Monday, January 9, 2012

"So how old is your baby?"

I think it's some sort of requirement when you leave home and move out the first time that you gain a good 10 or 15 pounds. And then, following every move after that, you are alloted an additional 5 pounds.

I've moved around A LOT since graduation, and all the nights I was too tired to cook or exercise caught up with me. I decided I was done with the weight thing since last year I started weight watchers and lost around 12 pounds. I was super proud of myself, finally felt good about wearing clothes again, I didn't feel awful being seen in a bathing suit.

Then I met Shaun.

And I realize that sounds horrible, but it was actually a great thing.

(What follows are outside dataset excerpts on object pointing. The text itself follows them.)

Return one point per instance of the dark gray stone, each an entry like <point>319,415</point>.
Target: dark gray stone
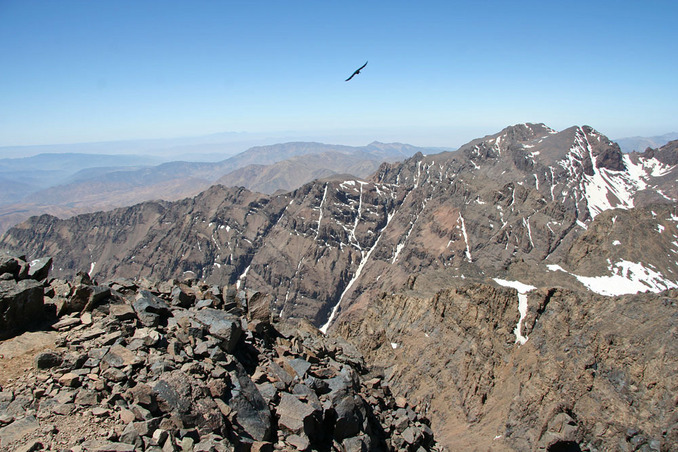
<point>222,325</point>
<point>150,309</point>
<point>47,360</point>
<point>253,414</point>
<point>39,268</point>
<point>21,304</point>
<point>349,418</point>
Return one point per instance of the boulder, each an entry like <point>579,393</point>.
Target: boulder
<point>298,417</point>
<point>150,309</point>
<point>252,412</point>
<point>21,304</point>
<point>222,325</point>
<point>39,268</point>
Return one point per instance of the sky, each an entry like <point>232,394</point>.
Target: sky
<point>440,73</point>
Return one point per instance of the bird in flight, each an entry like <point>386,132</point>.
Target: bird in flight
<point>357,71</point>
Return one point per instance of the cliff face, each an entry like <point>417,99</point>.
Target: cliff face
<point>507,204</point>
<point>595,371</point>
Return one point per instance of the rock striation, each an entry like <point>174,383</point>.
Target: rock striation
<point>519,198</point>
<point>596,373</point>
<point>21,294</point>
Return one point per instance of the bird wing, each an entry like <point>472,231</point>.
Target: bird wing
<point>357,71</point>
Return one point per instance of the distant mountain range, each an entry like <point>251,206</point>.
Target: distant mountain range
<point>520,290</point>
<point>68,184</point>
<point>639,144</point>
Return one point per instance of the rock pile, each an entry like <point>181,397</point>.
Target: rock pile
<point>21,295</point>
<point>181,366</point>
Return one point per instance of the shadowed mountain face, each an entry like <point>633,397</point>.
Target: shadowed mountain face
<point>521,199</point>
<point>407,265</point>
<point>68,184</point>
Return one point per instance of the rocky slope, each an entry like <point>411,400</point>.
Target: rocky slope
<point>500,205</point>
<point>596,373</point>
<point>137,366</point>
<point>412,265</point>
<point>264,168</point>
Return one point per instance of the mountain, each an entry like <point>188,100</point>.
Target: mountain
<point>519,255</point>
<point>83,187</point>
<point>522,197</point>
<point>639,144</point>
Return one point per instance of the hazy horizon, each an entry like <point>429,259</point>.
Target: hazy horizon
<point>439,73</point>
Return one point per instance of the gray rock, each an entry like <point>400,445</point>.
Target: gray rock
<point>179,393</point>
<point>354,444</point>
<point>253,414</point>
<point>47,360</point>
<point>39,268</point>
<point>298,417</point>
<point>18,429</point>
<point>9,264</point>
<point>222,325</point>
<point>150,309</point>
<point>21,304</point>
<point>122,311</point>
<point>300,366</point>
<point>350,418</point>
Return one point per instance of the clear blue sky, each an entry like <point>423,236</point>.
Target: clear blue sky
<point>439,72</point>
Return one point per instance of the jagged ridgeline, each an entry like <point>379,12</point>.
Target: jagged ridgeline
<point>500,204</point>
<point>406,265</point>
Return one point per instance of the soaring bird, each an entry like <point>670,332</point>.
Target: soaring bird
<point>357,71</point>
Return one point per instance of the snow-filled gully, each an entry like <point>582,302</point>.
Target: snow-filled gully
<point>522,289</point>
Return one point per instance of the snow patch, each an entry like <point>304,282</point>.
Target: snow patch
<point>626,278</point>
<point>242,278</point>
<point>463,231</point>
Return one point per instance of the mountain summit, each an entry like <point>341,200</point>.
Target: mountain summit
<point>521,289</point>
<point>525,195</point>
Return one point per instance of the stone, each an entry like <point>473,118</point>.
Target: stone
<point>182,296</point>
<point>21,305</point>
<point>66,323</point>
<point>39,268</point>
<point>259,307</point>
<point>181,394</point>
<point>253,414</point>
<point>47,360</point>
<point>122,311</point>
<point>412,435</point>
<point>119,357</point>
<point>222,325</point>
<point>297,416</point>
<point>299,442</point>
<point>18,429</point>
<point>150,309</point>
<point>70,379</point>
<point>354,444</point>
<point>9,264</point>
<point>349,418</point>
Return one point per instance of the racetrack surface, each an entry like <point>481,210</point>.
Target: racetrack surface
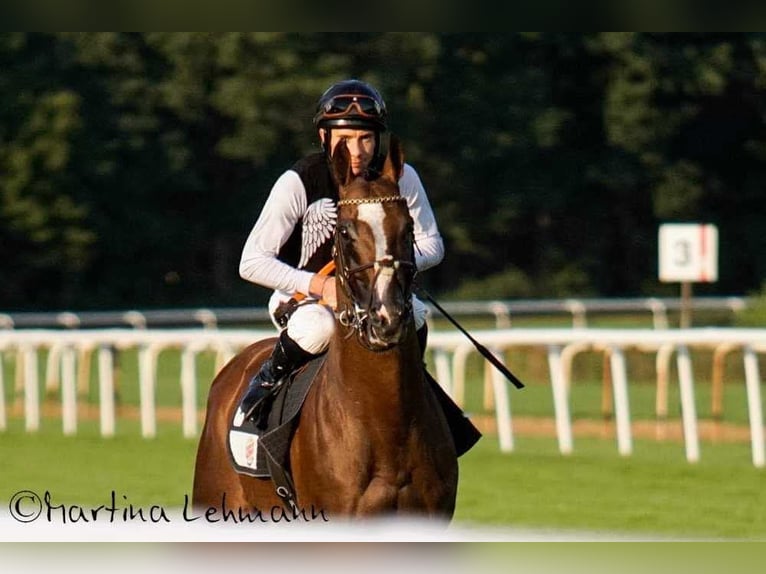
<point>194,528</point>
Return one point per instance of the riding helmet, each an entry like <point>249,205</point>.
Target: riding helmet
<point>351,104</point>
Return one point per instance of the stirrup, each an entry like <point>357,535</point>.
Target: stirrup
<point>265,389</point>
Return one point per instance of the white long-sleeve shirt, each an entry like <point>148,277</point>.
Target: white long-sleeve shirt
<point>288,205</point>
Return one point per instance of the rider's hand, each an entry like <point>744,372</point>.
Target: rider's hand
<point>329,294</point>
<point>323,287</point>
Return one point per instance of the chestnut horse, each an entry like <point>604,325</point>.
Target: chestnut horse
<point>371,438</point>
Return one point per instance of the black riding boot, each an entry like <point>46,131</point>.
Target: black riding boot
<point>285,359</point>
<point>464,433</point>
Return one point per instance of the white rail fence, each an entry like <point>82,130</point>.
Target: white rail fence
<point>65,348</point>
<point>503,312</point>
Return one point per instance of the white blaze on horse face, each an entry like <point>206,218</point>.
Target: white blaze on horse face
<point>373,215</point>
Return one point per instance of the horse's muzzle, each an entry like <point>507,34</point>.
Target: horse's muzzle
<point>386,327</point>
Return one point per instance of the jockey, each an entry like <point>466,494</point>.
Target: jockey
<point>292,238</point>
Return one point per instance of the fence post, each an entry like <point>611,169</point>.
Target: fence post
<point>31,390</point>
<point>106,389</point>
<point>621,403</point>
<point>189,391</point>
<point>688,408</point>
<point>755,411</point>
<point>560,402</point>
<point>3,420</point>
<point>147,359</point>
<point>68,391</point>
<point>502,407</point>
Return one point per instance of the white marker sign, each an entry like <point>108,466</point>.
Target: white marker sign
<point>688,252</point>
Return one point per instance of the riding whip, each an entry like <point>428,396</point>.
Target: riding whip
<point>486,353</point>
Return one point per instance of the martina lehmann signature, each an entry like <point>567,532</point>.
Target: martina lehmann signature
<point>28,506</point>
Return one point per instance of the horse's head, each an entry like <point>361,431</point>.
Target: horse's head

I had finally found a guy I felt completely comfortable around and so when I gained back a few pounds, I didn't feel a strong urge to race back to the gym. And with our crazy work schedules, I decided it was more important to sit around the house, watching the Food Network with him then go to the gym.

This time last year I was around 139. This year...add about 15 pounds :(  And I realize that I'm just a few pounds over my 'recommended body weight' and while I really have nothing big to bitch about, one thing, well actually 2 things, have caused a wake up call.

On two seperate occassions within a week of the other, I was asked if I was pregnant.

That is probably the worst thing you can say to a girl who isn't pregnant.

Now, the people that asked me this weren't being mean or hurtful. This first lady I see at hearings a lot but never really have had a full blown conversation with her. We were sitting around waiting for the hearing to start, and she made the comment about how I didn't look pregnant anymore and was wondering how old my baby was.

Strike one to the ego.

I don't know what's worse. Being asked if you're pregnant, or having to tell them that in fact, no, you're not pregnant. Just fat.

Fast forward a few days. My fiance and I were eating breakfast at Betty's and I saw an old teacher from jr. high. I was excited to talk to her and after giving her a hug the first thing she says is. "I can see you're doing great. You're married and expecting a baby...."

Strike two to the ego.

Apparently any weight I gain goes straight to my lower belly...making me look like I'm about 4 months pregnant.

So between these two incidents, and after reading one of my friend's amazing blog, I am determined to lose this extra weight. I refuse to be one of those women who look back on their wedding day pictures and complain about how fat and ugly they look. Not. Gonna. Happen. And I also know that it will better for my health and all that stuff. But honestly, you want a woman to lose weight, tell her she has 8 months until her wedding day.

Anyways, wish me luck!

2 comments:

Jennifer Slaugh said...

Geesh! And I thought my kids were bad. I have been trying to teach Dalton not to call people fat and we have talked about manners and such. Then the other day he said "Mom I am not trying to be rude and I am not calling you fat but, are you having another baby cause your belly is kinda big. You will look GREAT on your wedding day! By the way I love the colors you have chosen!

The Harrison's said...

Good for you! I wish I would have realized to keep up on it, I know this sounds stupid, but you seriously wake up and ask yourself how it happened (because it literally feels like it happens over night, I didn't even see myself in the in-between) so good job!!